Komisyon huzurunda işkence: Uygulanan metot şu idi: Bir soruşturma
komisyonu mevcuttu. Komisyon huzurunda polisler işkenceyi uygulardı. Bu komisyon
işkence sırasında sanıklara soru sorar, cevap alırlardı. İşkencede Filistin
askısı, kasap askısı, ameliyat masası, çarmıha germek, sandalye falakası ve
kaplumbağa hücresi dediğimiz usullerde yapılırdı. Bu metodların hepsi de sorgusu
yapılan kişiye eziyet ve ıstırap verilirdi.
Polislere de işkence: İşkenceye maruz kalan kişiler şunlar: Elbistan
Hastane Müdürü 1983’te işkenceye tabi tutulmuştur. Eşi de hakimdi. Öğretmen
Münip Coşkun’a Şubat 1983’te işkence yapılmıştır. Polis Celal Ergün 1981’de
basına Maraş olaylarıyla ilgili bilgi sızdırmak suçundan işkenceye tabi
tutulmuştur. TKP/ML ile ilgili Garbis Altınoğlu, İbrahim Terkivatan, Hasan Tosun
ve Hacıbektaş Bağ... 1983’de sol örgütlerle ilişkisi olduğu ileri sürülen Zeki
Akbulut isimli polis memuru gözaltına alındı. Onun ifadesinde ismi geçen polis
Hüseyin Fırat, Demir Çengel, Muhittin, Hamit Barak, Ahmet Başkan, Bekir Açık,
Mesut, Komiser Yardımcısı Umur Yardımcı, Ömer ve Nusret Barut da işkenceye tabi
tutuldu...
Milli boksöre elektrik verildi: Ankara’da Soysal Pasajı’nın soyulması
olayı ile ilgili görülen milli boksörlerden Ömer Kesimal’a yapılan işkence... Bu
şahsa emniyetin altıncı katında ağır suç masası şefi Ali ve ekibi tarafından
ameliyat masası dediğimiz masaya yatırılıp kendisine elektrik cereyanı verilmek
suretiyle işkence yapılmıştır. Ankara’da ayrıca, Avukat Ali Haydar Güngör’ün
TİKP Merkez Komite Üyesi olması nedeniyle bu şahsın yakalanabilmesi için halen
kayınbiraderi ve kayınvalidesine cereyan verilmek suretiyle işkence yapılmıştır.

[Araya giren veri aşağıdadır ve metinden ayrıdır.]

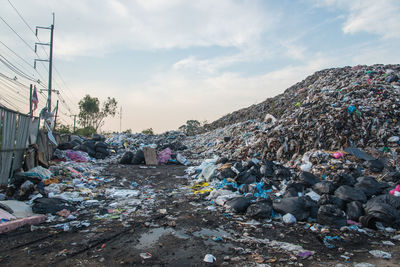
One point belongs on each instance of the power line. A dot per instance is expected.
(22, 39)
(15, 69)
(17, 55)
(31, 29)
(35, 34)
(19, 14)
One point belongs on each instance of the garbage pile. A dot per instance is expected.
(70, 195)
(331, 110)
(149, 149)
(265, 189)
(94, 147)
(329, 78)
(328, 156)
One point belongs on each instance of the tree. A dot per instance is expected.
(90, 114)
(86, 131)
(63, 129)
(148, 131)
(191, 127)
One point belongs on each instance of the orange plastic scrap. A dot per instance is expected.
(225, 166)
(51, 181)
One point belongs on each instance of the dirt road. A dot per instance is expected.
(171, 226)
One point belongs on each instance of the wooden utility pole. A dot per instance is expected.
(120, 119)
(30, 100)
(55, 117)
(74, 120)
(50, 60)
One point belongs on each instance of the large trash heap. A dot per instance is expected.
(330, 157)
(324, 152)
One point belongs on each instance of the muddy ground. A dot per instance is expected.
(174, 227)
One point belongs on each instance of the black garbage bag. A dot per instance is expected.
(99, 155)
(293, 190)
(255, 171)
(238, 204)
(127, 158)
(312, 206)
(138, 158)
(369, 185)
(308, 178)
(90, 144)
(50, 205)
(64, 146)
(348, 194)
(383, 208)
(391, 200)
(101, 144)
(238, 166)
(375, 165)
(393, 177)
(384, 213)
(267, 169)
(247, 188)
(391, 78)
(343, 179)
(297, 206)
(324, 187)
(83, 148)
(331, 215)
(259, 210)
(227, 173)
(98, 137)
(354, 210)
(75, 143)
(103, 151)
(222, 160)
(331, 199)
(282, 172)
(91, 152)
(245, 177)
(358, 153)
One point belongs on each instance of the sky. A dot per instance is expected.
(169, 61)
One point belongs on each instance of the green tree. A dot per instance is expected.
(86, 131)
(148, 131)
(90, 114)
(191, 127)
(63, 129)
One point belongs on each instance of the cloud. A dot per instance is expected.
(168, 99)
(371, 16)
(212, 66)
(94, 28)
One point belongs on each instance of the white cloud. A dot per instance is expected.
(169, 99)
(371, 16)
(90, 27)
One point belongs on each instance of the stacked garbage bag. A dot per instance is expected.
(326, 151)
(168, 147)
(266, 189)
(95, 147)
(330, 110)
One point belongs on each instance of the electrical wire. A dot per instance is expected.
(54, 66)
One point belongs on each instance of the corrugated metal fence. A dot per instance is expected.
(17, 132)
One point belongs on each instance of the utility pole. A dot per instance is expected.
(50, 60)
(120, 119)
(55, 118)
(30, 100)
(74, 120)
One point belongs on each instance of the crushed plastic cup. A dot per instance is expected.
(209, 258)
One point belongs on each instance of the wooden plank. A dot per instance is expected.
(150, 156)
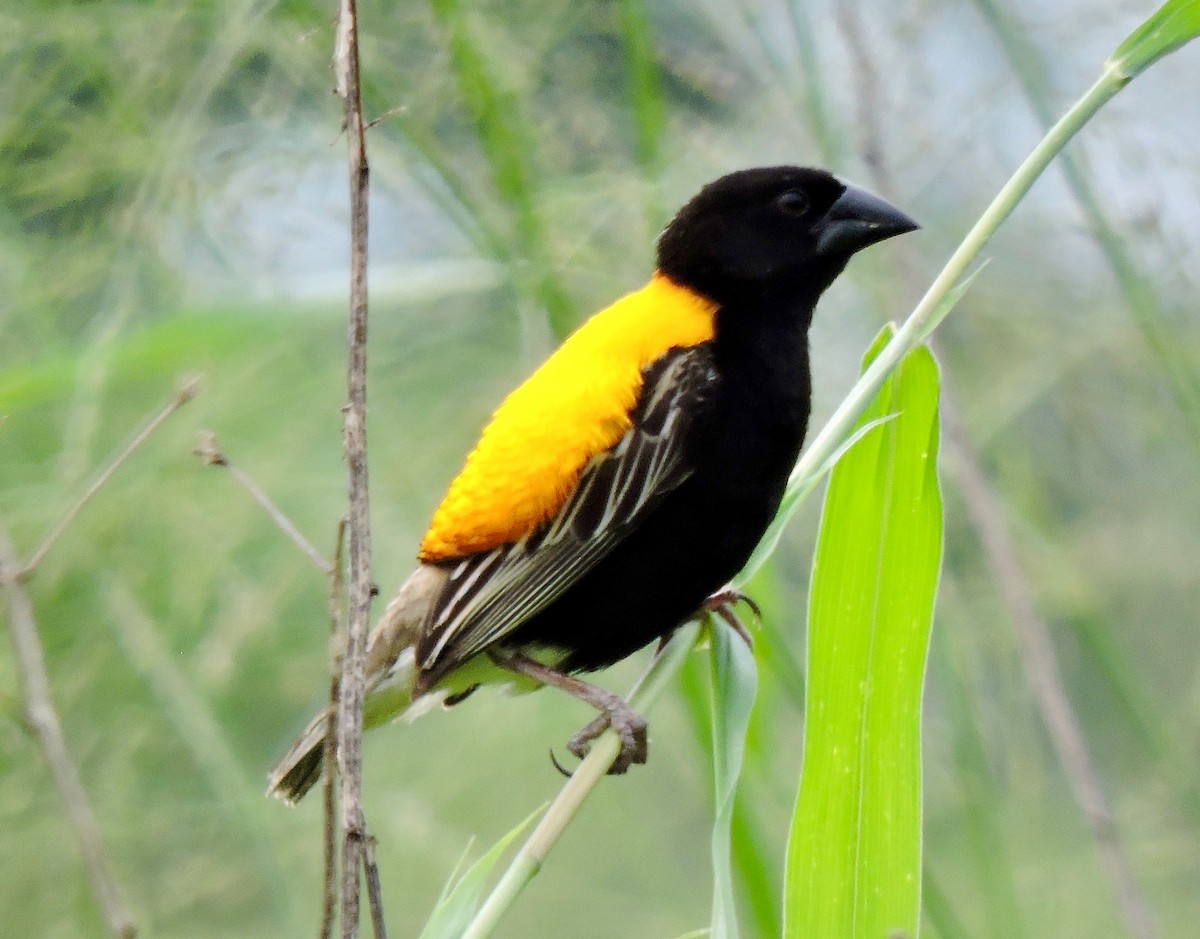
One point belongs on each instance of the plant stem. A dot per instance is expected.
(353, 679)
(533, 853)
(930, 309)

Kayın biraderimi bile kurtaramadım: İskenderun’da da işkence yaptık.
Bunlardan birincisi, Ali Arabul ile nişanlısına yapılan işkencedir. Bu işkence
olayında, Komiser Muavini Ali ile polis Uğur ve ben, İskenderun Kaymakamlığı’nın
bodrumunda Arabul’un nişanlısına Filistin askısı denilen işkence usulünü tatbik
ettik. İşkence sonucunda Arabul’un yerini söyledi. Ali yakalanıp kendisine
Maraş’ta işkence uygulandı. İkinci işkence olayı, Dev-Yol mensubu kayınbiraderim
Ali Alparslan’a uygulandı. Kendisi İskenderun’da yakalandı. Aynı binada her
türlü işkence uygulandı. Ali bütün işkencelere dayandı. En sonunda foseptik
çukuru işkencesine dayanamadı, konuştu. Ben bu işkenceye katılmadım. Ancak kayın
biraderime sahip çıkamadım.
Cennet askıda öldü: Gaziantep’te yapılan işkenceye gelince... Cennet
Değirmenci isimli bir bayanan TKP/ML örgütünün kuryeliğini yaptığı istihbar
edilmişti. Değirmenci’yi evde yakaladık, sorgulamak üzere yatılı bölge okuluna
geldik. Amirimiz Hüseyin Gülersönmez, polis Mustafa Yazıcı ve ben işkence
uyguladık. Gülersönmez, Değirmenci’yi Filistin askısına aldı. Bize de
Değirmenci’nin yakalandığı eve gidip tertibat almamızı söyledi. Dönüşte, polis
memuru bizi karşıladı. ‘Yetişin, kadın ölecek, sabahtan beri feryat ediyor’ dedi.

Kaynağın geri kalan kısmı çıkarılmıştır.